KONTROVERSI AI DALAM KETERBATASAN KREATIVITAS
Aulia Sofia Nur Fadilah
Magister Pendidikan Bahasa Indonesia, Fakultas Keguruan dan Ilmu Pendidikan, Universitas Muhammadiyah Surakarta
email: [email protected]
Pesantren Mahasiswa KH Mas Mansur Universitas Muhammadiyah Surakarta
website: https://pesma.ums.ac.id
AI tanpa emosi dan motivasi mampu meniru proses kognitif kreatif manusia termasuk mahasiswa dan mahasantri dalam pembelajaran sehingga dapat memenuhi syarat untuk mendapatkan perlindungan hak cipta. Padahal pembelajaran pada umumnya dan bahasa Indonesia pada khususnya diberikan dengan tujuan untuk mengembangkan keterampilan berbahasa agar mampu mengungkapkan ideologi mereka secara kritis dan kreatif (Syamsuri et al., 2020). Analisis tersebut menunjukkan bahwa kesamaan antara kreativitas manusia dan AI, khususnya dalam struktur kognitif dapat menjadikan karya tersebut “asli” menurut standar yurisdiksi dan interpretasi undang-undang hak cipta yang berbeda (Mazzi & Fasciana, 2024).

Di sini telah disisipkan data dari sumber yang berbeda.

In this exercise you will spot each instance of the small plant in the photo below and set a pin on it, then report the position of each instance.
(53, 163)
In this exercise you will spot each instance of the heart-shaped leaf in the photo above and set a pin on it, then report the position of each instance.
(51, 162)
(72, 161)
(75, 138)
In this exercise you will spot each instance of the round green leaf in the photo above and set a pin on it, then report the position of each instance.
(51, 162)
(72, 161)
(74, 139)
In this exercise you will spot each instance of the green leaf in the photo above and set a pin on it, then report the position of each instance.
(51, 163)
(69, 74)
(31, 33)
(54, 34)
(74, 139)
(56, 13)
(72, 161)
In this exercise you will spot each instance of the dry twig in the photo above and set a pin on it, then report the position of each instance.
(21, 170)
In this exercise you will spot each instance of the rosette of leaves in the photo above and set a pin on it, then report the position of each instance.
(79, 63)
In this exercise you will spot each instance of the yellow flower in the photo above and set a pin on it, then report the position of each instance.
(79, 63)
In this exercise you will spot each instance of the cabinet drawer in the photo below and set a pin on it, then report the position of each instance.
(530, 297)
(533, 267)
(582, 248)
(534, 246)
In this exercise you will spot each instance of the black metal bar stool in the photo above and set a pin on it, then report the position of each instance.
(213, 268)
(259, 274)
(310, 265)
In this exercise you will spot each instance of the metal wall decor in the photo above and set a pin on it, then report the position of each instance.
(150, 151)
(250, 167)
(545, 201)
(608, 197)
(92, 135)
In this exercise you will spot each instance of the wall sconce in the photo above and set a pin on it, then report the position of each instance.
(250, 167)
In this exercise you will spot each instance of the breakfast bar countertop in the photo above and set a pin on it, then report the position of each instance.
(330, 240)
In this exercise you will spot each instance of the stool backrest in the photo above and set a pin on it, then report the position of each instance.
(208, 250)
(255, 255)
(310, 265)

Penerapan kecerdasan buatan (Artificial Intelligence) dalam konteks keterbatasan kreativitas telah menciptakan sejumlah kontroversi. Meskipun AI telah dianggap sebagai alat yang luar biasa dalam menghasilkan karya-karya kreatif, beberapa orang berpendapat bahwa kehadirannya dapat membatasi ekspresi sehingga muncul pertanyaan mengenai implikasinya terhadap manusia. Salah satu isu yang muncul adalah penerapan kecerdasan buatan (AI) dalam mengatasi keterbatasan kreativitas manusia pada mahasiswa dan mahasantri. Namun, kontroversi pun semakin klimaks seiring dengan penerapan teknologi ini dalam berbagai bidang termasuk seni, teknologi, dan pendidikan. Pendidikan tidak hanya sekadar produk, tetapi merupakan suatu proses di mana belajar mengajar menjadi cara untuk mendapatkan pengetahuan (Montenegro-Rueda et al., 2023).

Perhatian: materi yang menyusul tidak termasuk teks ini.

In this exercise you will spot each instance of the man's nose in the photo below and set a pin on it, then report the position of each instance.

Penerapan kecerdasan buatan dalam pendidikan telah menjadi topik hangat khususnya terkait potensi implikasi terhadap kreativitas. Meskipun AI telah mendapatkan banyak pujian karena kemampuannya dalam meningkatkan pembelajaran dan hasil pendidikan. Akan tetapi, beberapa pihak berpendapat bahwa AI juga dapat menghambat kreativitas dan membatasi kemampuan siswa/mahasiswa/mahasantri untuk berpikir kritis dan mengembangkan ide-ide mereka sendiri. Kreativitas telah lama dianggap sebagai kekuatan inti yang membedakan antara manusia dengan kecerdasan mesin. Namun, seiring perkembangan zaman kecerdasan buatan mampu diinstruksikan untuk menciptakan karya-karya kreatif. Penerapan kecerdasan buatan dalam kreativitas menawarkan sejumlah manfaat. Pertama, AI dapat membantu mengatasi keterbatasan fisik, mental, dan pikiran manusia. Kedua, AI juga dapat membantu mengatasi keterbatasan waktu. AI dapat bekerja secara cepat, efisien, dan menghasilkan prototipe atau karya final dalam waktu yang lebih singkat.

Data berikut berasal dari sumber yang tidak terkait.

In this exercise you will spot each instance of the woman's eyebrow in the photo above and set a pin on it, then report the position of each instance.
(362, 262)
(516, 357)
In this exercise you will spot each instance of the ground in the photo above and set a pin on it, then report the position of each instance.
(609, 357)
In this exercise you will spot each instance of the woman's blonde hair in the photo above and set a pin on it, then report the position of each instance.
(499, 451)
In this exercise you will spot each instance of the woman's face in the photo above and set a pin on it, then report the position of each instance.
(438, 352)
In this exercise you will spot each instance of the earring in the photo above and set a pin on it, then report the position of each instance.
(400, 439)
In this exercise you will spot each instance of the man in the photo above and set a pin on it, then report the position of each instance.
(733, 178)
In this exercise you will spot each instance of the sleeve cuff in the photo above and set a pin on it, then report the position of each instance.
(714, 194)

Al dapat digunakan untuk mengotomatisasi tugas-tugas dan memberikan solusi terprogram yang dapat menyebabkan pendegradasian keterampilan pemecahan masalah kreatif di kalangan siswa/mahasiswa/mahasantri. Ketergantungan pada AI dalam mendapatkan jawaban dan solusi dapat menimbulkan penurunan keterampilan berpikir kritis, mandiri, dan mengembangkan ide-ide sehingga berpotensi membatasi kreativitas. Penggunaan AI dalam pendidikan juga dapat menyebabkan homogenisasi pemikiran dan kurangnya keragaman ide karena sistem AI dirancang untuk memberikan jawaban dan solusi standar. Hal ini dapat mengakibatkan hilangnya kreativitas dan inovasi karena siswa/mahasiswa/mahasantri tidak didorong untuk berpikir keras di luar kebiasaan dan mengembangkan perspektif unik mereka sendiri.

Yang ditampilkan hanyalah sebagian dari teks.